Mangold’s primary artistic concern is the interrelationship of time and space as expressed through movement in sculpture. Equally fascinated by natural systems – ranging from the sub-atomic to the cosmic – and the dynamics of manmade constructions, the inspirations for Mangold’s compositions are exceptionally far-ranging.
Although his earliest constructions contained figurative references, Mangold began working in a kinetic vocabulary as early as 1958. This places him among the small number of artists that constitute the first generation of kinetic sculptors and links him to the kinetic-constructivist lineage informed by the ideas of Gabo and Moholy-Nagy. Developing his first wind-driven pieces at this time, he has continued to explore movement – both actual and implied – ever since.

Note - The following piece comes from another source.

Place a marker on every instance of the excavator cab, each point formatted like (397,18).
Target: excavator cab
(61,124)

Among his most renowned compositions, his wind-driven, stainless steel sculptures, which he labels Anemotives, juxtapose the consistency of repeated movement in a single direction with the unpredictability of its cause: the wind. Mangold has dedicated other works to examining space rather than motion. His I-Beam series witnessed him operating within a predetermined set of dimensions – those of steel I-beams –to create daring meditations on negative space.
Mangold’s most recent series, PTTSAAES, can be seen as the culmination of his diverse efforts to integrate investigations of both space and movement as embodied in sculptural form. Though deriving its title from an acronym for the phrase, “a Point Traveling Through Space At An Erratic Speed,” the series does not – in fact – include a single ‘point’ that lies within a tangible mobile element.
Rather, the ‘point’ and its ‘speed’ are purely implied. The first can only be defined as the ever roving focus of the viewer’s gaze; the latter is experienced as the perceived time it takes to transfer one’s visual attention from segment to segment of polished, or painted, piping that Mangold positions so as to form sharply angular joints. Although they impose a demand on the viewer’s attention, these works – like all his others – deliver considerable aesthetic and intellectual rewards in return.
Robert Mangold has exhibited internationally in more than 20 solo exhibitions, and his work has frequented important group shows throughout the world. He is the recipient of numerous awards including both the Colorado Artist of the Year and the AFKEY Award from the Denver Art Museum as well as the Henry Moore Grand Prize from the Hakone Open-Air Museum, Tokyo.